Yedavalli began his Ph.D. studies in Aeronautics and Astronautics at Purdue University in Fall 1976 under Dr. Robert E. Skelton, completing his degree in 1981. His JPL-sponsored thesis on parameter sensitivity of flexible space structures led to multiple journal publications.

Right after graduation from Purdue, because of his passion for teaching and research, Yedavalli joined the Stevens Institute of Technology Hoboken, NJ for his first faculty job as an assistant professor in the Department of Mechanical Engineering in the fall of 1981. Then he joined the University of Toledo as an associate professor of Electrical Engineering department in the fall of 1985 and finally moved to the Ohio State University (OSU) in the fall of 1987 as an associate professor in the then department of Aeronautical and Astronautical Engineering.
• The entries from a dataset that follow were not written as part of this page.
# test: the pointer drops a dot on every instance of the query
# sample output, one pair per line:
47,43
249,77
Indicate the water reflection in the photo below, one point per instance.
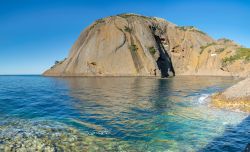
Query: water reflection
153,114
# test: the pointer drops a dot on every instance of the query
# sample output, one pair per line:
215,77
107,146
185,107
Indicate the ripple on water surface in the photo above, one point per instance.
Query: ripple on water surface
117,114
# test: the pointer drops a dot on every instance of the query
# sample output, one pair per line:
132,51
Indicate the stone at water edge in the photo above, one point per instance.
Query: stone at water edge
236,97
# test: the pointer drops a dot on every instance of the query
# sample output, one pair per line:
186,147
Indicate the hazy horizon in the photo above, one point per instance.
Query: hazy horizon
34,34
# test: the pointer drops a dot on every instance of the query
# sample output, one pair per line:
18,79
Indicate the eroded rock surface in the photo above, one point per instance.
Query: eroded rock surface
134,45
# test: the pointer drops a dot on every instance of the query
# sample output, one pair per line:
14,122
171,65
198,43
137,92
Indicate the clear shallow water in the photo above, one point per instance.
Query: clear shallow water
117,114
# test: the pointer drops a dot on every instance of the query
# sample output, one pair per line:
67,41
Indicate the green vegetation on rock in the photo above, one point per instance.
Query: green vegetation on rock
220,50
152,50
133,48
127,29
190,28
241,53
206,46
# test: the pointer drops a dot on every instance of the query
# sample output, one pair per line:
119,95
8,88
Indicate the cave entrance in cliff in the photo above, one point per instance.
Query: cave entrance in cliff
164,62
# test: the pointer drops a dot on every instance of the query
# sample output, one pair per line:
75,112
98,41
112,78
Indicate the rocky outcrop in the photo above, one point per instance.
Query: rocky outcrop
236,97
134,45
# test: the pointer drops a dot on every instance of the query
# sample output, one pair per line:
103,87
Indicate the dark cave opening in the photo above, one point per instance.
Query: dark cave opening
164,62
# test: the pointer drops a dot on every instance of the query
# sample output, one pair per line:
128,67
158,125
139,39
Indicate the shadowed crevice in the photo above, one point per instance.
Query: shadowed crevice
164,62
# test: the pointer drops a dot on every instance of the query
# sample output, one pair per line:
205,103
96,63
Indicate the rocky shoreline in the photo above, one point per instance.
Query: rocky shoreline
236,97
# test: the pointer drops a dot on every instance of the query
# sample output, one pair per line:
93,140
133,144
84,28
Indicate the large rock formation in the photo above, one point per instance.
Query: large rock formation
134,45
235,97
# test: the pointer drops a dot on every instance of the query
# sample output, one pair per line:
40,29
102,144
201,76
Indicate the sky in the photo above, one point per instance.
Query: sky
36,33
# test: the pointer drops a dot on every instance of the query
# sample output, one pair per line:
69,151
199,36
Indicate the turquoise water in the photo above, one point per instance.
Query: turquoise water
117,114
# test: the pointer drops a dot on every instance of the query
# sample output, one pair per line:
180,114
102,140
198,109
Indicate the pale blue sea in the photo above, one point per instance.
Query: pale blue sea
118,114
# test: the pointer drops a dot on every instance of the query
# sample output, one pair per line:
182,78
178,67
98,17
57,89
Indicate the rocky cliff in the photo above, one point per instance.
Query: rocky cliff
134,45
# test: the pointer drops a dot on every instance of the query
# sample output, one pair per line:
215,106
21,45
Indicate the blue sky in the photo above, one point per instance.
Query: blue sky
35,33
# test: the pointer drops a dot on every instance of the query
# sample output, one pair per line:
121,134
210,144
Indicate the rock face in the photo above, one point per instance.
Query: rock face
134,45
235,97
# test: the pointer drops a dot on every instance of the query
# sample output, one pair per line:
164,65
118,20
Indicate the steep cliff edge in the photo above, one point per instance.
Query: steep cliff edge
134,45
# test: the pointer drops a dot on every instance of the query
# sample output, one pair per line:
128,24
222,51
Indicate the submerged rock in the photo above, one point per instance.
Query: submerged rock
236,97
135,45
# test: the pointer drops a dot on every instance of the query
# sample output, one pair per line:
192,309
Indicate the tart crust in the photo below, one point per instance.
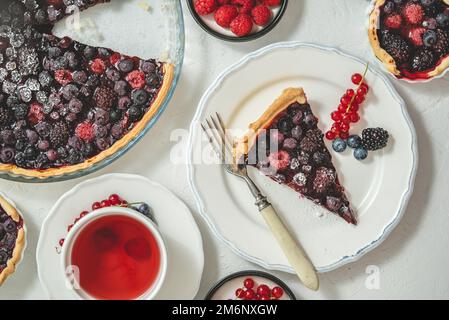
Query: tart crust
119,144
20,241
384,56
288,96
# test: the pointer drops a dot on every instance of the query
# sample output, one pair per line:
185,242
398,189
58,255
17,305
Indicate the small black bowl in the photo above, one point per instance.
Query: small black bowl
249,37
250,273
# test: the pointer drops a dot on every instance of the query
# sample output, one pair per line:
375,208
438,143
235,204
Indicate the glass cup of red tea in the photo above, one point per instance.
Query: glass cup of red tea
114,253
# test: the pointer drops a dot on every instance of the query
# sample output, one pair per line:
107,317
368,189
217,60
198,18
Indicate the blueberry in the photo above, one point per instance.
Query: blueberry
148,66
339,145
284,125
121,87
75,105
443,20
297,132
135,113
389,7
430,38
30,152
427,2
152,80
310,120
144,209
360,154
290,143
32,136
126,65
115,116
139,97
88,150
90,52
79,77
354,141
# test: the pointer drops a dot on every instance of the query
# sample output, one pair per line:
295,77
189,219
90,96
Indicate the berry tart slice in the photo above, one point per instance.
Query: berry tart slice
286,145
12,239
66,106
411,37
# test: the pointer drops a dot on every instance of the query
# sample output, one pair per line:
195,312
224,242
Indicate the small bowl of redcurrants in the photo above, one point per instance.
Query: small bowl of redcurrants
250,285
237,20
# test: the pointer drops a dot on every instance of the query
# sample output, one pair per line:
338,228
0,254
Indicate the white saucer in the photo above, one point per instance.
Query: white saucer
177,226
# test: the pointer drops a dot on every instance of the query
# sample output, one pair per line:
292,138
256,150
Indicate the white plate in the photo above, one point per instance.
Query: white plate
25,244
177,226
378,188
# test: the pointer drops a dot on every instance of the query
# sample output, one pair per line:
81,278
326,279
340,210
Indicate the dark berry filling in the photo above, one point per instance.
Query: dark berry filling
8,235
291,151
415,33
62,102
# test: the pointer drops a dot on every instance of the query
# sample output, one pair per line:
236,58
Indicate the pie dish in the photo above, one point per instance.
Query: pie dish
286,145
411,38
66,106
12,239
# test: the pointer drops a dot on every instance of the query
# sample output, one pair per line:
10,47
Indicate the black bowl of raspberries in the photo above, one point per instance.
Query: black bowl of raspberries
237,20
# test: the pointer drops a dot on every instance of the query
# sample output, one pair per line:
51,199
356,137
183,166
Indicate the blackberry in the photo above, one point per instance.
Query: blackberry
20,111
105,97
5,116
422,60
374,138
59,134
442,45
396,46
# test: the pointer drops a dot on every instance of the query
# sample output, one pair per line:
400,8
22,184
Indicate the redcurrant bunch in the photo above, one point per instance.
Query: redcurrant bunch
348,109
261,292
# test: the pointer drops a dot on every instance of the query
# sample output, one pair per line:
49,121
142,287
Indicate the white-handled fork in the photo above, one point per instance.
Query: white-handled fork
215,130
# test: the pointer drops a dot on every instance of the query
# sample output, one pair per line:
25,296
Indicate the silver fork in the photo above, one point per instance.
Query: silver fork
222,144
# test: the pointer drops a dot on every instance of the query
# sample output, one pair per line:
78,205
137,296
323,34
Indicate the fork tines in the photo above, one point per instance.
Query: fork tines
215,131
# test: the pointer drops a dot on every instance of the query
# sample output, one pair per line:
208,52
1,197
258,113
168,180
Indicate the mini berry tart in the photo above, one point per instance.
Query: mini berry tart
65,106
286,145
411,37
12,239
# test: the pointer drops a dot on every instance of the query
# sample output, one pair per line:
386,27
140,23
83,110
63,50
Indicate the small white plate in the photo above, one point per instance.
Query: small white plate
26,235
378,188
177,226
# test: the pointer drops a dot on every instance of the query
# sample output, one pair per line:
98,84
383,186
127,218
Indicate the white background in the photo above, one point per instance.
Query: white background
413,261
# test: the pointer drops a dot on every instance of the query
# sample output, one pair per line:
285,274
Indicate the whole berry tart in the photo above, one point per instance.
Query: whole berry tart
286,145
411,37
64,105
12,239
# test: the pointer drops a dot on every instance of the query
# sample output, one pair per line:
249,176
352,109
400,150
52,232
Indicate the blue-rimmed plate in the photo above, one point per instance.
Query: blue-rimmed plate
378,188
133,27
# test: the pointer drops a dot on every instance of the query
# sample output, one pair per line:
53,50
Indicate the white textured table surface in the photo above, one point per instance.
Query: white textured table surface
412,262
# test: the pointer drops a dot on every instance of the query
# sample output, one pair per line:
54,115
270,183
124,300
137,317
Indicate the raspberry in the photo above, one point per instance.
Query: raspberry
105,97
205,7
85,131
413,13
245,5
242,25
393,21
415,35
98,66
36,113
63,76
271,3
114,58
225,14
279,160
59,134
261,15
136,79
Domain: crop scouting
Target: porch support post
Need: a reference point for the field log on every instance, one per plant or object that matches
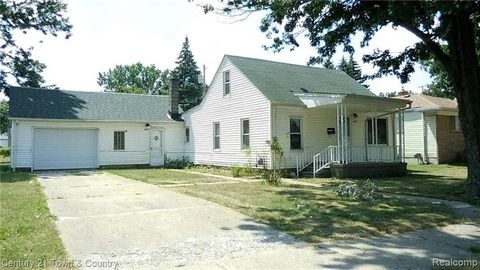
(338, 132)
(345, 133)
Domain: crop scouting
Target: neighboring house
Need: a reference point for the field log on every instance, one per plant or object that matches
(321, 117)
(432, 129)
(57, 129)
(4, 140)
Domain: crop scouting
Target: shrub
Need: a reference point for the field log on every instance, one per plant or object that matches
(236, 171)
(5, 152)
(368, 191)
(180, 163)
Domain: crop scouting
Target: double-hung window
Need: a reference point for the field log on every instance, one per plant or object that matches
(245, 129)
(226, 82)
(295, 133)
(216, 135)
(119, 140)
(382, 133)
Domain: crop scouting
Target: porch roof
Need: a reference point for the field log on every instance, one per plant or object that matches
(314, 100)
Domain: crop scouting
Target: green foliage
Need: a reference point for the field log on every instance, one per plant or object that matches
(180, 163)
(367, 191)
(47, 17)
(5, 152)
(187, 71)
(3, 116)
(274, 175)
(135, 78)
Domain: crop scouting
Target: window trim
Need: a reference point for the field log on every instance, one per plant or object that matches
(242, 145)
(387, 135)
(300, 133)
(115, 143)
(215, 136)
(455, 121)
(226, 83)
(187, 134)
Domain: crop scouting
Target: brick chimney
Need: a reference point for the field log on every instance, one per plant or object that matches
(402, 92)
(174, 96)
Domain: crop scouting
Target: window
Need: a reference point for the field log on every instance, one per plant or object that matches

From the fall of 1987 until his retirement at the end of December 31, 2021, he held various position as associate professor, Professor in the separate Aerospace engineering department until 2010 when that department merged with the Mechanical Engineering department to become the Mechanical and Aerospace Engineering (MAE) department. Then from 2010 to 2021 he held the position of Professor and the Director of the Distributed Engine Control and Simulation (DECS Lab) in the MAE department at OSU.

== Textbook Authorship ==

1. Authored a graduate level textbook titled Robust Control of Uncertain Dynamic Systems: A Linear State Space Approach, Book published by Springer in Jan 2014. ISBN 978-1-4614-9131-6
2. Authored an Undergraduate level textbook on Flight Dynamics and Control of Aero and Space Vehicles for Wiley. The e-book (ISBN 978-1-118-93443-2) was published recently in Dec 2019 with the hard copy book (ISBN 978-1-118-93445-6) being available from Feb 2020.